In 1936, Artuzov helped supervise Operation X, a program to arm the Republicans in the Spanish Civil War.

==Purge and execution==
Artuzov was sacked on 11 January 1937, as the author of a draft telegram to the Chinese warlord Zhang Xueliang, who had kidnapped the nationalist leader and de facto ruler of China, Chiang Kai-shek, which urged the warlord to kill Chiang. Mao Zedong, leader of the Chinese communists, wanted Chiang dead, to increase the chances of a communist victory in China, but Stalin's prime concern was to avoid a Japanese invasion of Siberia. He ordered Mao to secure Chiang's release.

Artuzov was transferred to the archive department of the NKVD and commissioned to write a history of the organisation. In March 1937, again according to Walter Krivitsky, he tried to save himself when the new head of the NKVD, Nikolai Yezhov, began a purge of officers associated with the former NKVD boss, Genrikh Yagoda, by denouncing both Yagoda and Abram Slutsky, Artuzov's successor as head of the Foreign Department.
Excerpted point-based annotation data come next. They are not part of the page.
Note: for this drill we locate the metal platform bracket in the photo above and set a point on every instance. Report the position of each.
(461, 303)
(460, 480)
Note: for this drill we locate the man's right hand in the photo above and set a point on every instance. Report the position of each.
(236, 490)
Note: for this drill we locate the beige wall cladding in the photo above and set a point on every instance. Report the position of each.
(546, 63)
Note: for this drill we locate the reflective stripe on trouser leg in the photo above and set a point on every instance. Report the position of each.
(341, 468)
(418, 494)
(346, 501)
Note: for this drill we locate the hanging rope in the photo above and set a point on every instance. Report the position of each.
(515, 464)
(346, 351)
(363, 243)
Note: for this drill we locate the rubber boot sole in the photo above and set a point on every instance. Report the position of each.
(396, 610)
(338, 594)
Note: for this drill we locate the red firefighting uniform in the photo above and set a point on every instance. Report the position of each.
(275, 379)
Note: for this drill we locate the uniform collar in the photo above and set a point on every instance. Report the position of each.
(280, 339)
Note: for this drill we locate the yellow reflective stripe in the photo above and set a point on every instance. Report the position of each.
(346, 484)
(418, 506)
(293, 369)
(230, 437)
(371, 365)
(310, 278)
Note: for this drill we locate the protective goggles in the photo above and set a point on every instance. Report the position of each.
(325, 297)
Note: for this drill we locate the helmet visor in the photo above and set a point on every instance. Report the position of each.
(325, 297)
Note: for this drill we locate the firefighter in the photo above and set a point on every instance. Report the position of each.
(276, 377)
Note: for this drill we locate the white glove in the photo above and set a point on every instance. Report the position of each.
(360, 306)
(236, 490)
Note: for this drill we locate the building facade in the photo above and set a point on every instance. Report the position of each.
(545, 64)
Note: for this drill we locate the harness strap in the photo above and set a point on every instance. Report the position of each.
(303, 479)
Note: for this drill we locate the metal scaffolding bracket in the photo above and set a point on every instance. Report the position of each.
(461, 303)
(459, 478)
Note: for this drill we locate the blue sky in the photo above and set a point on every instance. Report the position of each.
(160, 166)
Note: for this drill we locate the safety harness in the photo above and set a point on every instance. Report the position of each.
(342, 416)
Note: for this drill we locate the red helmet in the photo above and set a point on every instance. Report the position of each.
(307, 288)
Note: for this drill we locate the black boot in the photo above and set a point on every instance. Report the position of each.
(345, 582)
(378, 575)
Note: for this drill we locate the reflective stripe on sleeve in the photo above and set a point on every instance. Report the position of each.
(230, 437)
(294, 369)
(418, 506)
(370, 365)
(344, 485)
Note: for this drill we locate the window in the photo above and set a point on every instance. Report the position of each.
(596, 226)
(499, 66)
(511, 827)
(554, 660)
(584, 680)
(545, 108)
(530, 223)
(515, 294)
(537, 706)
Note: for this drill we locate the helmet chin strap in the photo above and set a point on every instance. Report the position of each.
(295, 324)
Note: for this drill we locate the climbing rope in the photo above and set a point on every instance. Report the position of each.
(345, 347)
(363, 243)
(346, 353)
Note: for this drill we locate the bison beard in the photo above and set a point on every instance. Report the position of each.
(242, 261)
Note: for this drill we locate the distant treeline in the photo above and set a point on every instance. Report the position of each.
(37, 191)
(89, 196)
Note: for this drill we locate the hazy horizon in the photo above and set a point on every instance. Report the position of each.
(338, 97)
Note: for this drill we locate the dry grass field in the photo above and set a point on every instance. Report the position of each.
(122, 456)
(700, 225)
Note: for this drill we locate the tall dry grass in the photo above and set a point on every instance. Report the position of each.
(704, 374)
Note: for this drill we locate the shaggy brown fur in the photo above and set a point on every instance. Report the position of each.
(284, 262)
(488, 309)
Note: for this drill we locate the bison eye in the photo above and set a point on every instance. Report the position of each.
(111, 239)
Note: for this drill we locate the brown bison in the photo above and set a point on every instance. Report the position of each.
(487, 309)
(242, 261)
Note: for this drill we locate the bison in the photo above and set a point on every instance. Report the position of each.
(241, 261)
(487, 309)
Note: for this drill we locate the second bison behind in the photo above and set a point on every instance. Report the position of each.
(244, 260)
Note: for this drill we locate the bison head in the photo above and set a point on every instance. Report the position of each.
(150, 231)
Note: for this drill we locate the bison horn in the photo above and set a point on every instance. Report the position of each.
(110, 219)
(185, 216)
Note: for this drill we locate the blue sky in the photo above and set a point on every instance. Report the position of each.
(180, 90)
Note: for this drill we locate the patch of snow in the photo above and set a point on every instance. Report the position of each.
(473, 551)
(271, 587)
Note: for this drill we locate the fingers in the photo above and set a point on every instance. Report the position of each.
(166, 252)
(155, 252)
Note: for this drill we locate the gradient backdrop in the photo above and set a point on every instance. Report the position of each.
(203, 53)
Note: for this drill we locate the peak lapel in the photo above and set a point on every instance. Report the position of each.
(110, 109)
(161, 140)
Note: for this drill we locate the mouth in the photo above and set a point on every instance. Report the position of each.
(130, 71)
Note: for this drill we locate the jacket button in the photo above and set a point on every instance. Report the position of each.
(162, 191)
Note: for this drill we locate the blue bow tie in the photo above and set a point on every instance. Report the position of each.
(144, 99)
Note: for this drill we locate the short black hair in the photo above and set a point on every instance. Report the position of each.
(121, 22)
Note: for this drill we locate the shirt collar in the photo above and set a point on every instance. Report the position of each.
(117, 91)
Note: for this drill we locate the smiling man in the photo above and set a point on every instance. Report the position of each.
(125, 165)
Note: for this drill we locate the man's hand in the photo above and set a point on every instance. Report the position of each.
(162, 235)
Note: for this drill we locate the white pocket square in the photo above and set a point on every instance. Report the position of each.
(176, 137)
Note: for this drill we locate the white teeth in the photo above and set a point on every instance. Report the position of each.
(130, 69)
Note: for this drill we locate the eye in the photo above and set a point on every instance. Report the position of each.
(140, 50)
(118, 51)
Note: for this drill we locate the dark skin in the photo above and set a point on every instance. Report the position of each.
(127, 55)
Slutsky retaliated by denouncing Artuzov.

Artuzov was arrested on 13 May 1937, charged with "espionage", "terror", "participation in a counter-revolutionary conspiratorial organization within the NKVD". On 8 July 1937 he was dismissed from his position.

The investigation was led by Ya. A. Deich, head of the Secretariat of the NKVD. His execution was approved by Stalin, Stanisław Kosior, Vyacheslav Molotov, Lazar Kaganovich, and Kliment Voroshilov on 20 August 1937; he was shot on 21 August 1937. His ashes were buried in the grave of unclaimed ashes No. 1 of the crematorium of the Donskoy cemetery.

==Legacy==
Much of Artuzov's work developing Soviet human intelligence was undone by Stalin's purges of the NKVD during the Great Terror of 1936–1938, with more than half of the INO's operatives executed or sent to labor camps.

On 7 March 1956 he was posthumously rehabilitated by the All-Union Military Commission of the USSR.